My house has 7 neighbors 3 of whom have chickens – that are messy eaters and that means rodents.

In protecting our owned cats it is US who go to Kennards to hire a cat trap and remove the stray cats and foxes from the neighborhood. I’ve caught 3 myself.

THIS MEASURE COULD BACKFIRE for the birds/mammals as it will allow well-fed, owned cats territories to be occupied by stray cats and foxes. It will see us all putting rodent bait out in larger quantities and that may kill many of these prized birds, mammals and frogs (It’s often poisoned grain).
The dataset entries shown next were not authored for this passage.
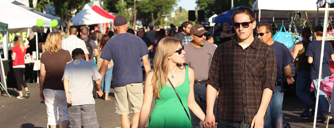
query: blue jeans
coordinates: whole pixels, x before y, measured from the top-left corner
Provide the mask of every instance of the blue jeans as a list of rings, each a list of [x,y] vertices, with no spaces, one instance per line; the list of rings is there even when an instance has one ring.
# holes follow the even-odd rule
[[[104,92],[109,93],[110,92],[111,78],[112,76],[113,67],[111,67],[107,70],[105,77],[101,82],[101,88]]]
[[[217,128],[249,128],[251,127],[251,124],[245,123],[244,118],[241,123],[228,122],[218,119],[218,125]]]
[[[275,93],[272,96],[270,102],[267,108],[268,117],[265,119],[265,128],[270,128],[271,125],[275,128],[275,120],[278,114],[282,112],[284,89],[282,83],[279,84],[281,85],[278,85],[278,83],[276,82]]]
[[[312,81],[309,70],[303,70],[298,72],[296,84],[296,93],[297,96],[305,103],[305,107],[303,115],[308,116],[310,109],[314,110],[315,103],[311,98],[310,89]]]
[[[321,79],[321,81],[328,81],[329,76],[327,76]],[[319,82],[318,79],[313,79],[313,85],[314,85],[314,92],[317,96],[317,89]],[[318,106],[318,115],[324,116],[327,114],[329,109],[329,105],[327,102],[327,95],[322,91],[319,92],[319,103]]]

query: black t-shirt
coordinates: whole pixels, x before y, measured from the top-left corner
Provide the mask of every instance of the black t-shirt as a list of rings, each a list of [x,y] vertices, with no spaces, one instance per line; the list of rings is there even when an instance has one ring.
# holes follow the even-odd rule
[[[306,55],[313,58],[313,61],[311,66],[311,79],[315,79],[318,78],[319,74],[319,67],[320,66],[320,56],[321,51],[322,41],[315,41],[310,43],[306,50]],[[328,41],[325,42],[324,49],[324,57],[322,62],[322,78],[332,74],[329,68],[329,58],[334,54],[334,50],[332,44]]]
[[[142,39],[143,39],[143,41],[144,41],[144,42],[145,42],[145,44],[146,44],[146,46],[147,46],[147,48],[148,48],[150,47],[150,46],[152,45],[152,42],[151,41],[151,40],[150,40],[150,39],[146,37],[144,37],[144,38],[142,38]]]

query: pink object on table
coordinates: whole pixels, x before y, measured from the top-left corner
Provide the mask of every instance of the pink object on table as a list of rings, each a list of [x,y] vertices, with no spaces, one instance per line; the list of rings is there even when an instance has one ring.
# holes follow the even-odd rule
[[[334,81],[334,74],[333,74],[331,75],[330,75],[329,76],[329,81]],[[328,81],[322,81],[321,82],[328,82]],[[321,85],[320,85],[320,86],[321,86]],[[333,82],[332,82],[332,89],[333,89]],[[320,86],[320,87],[321,88],[321,86]],[[314,90],[314,86],[313,85],[313,80],[312,80],[312,83],[311,83],[311,88],[310,89],[310,91],[311,92],[312,92]],[[331,94],[332,94],[332,92],[332,92],[332,91],[331,91],[331,90],[331,90],[331,95],[330,95],[331,96],[332,95],[331,95]]]
[[[321,81],[320,83],[320,90],[330,96],[332,96],[333,90],[333,81]]]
I’d really like to see some science behind this that doesn’t sound like lazy bunkum. I once called ACT Animal Services to remove the MANY stray cats from the drain near Woden Hellenic – 20 or so – I was told they only do dogs because cats don’t attack humans. There were plenty of bird carcasses around that drain.

City fringe cat containment is much of what’s necessary.

ACT Animal Services having a blitz on foxes and stray cats might do a whole lot more for the birds and animals this is SUPPOSED TO protect. This is LAZY LAZY ACT GOVT!!!

Graham Cooke5:11 pm 03 Jun 21

So, the Government has rolled out its tame experts to talk about the injuries that cats are supposed to suffer when they roam free. They had to do this because the evidence of attacks on native wildlife in the inner suburbs was flimsy, requiring another excuse to be manufactured. I can find plenty of specialist cat vets who will testify that confinement hurts cats mentally, but of course this is a Greens pursued measure and they are not interested in counter-arguments.

Fewer cats = more mice. And don’t we have a mouse plague somewhere?
“Environment Minister Rebecca Vassarotti said Canberra’s free-roaming but owned cats are estimated to prey on 61,000 native birds, 2,000 native mammals, 30,000 native reptiles and 6,000 native frogs each year.”
Only the gullible would trust dubious, unsubstantiated, self-serving statistics concocted by the Greens.

DAS can’t even address nuisance dogs from barking, and they know where they live.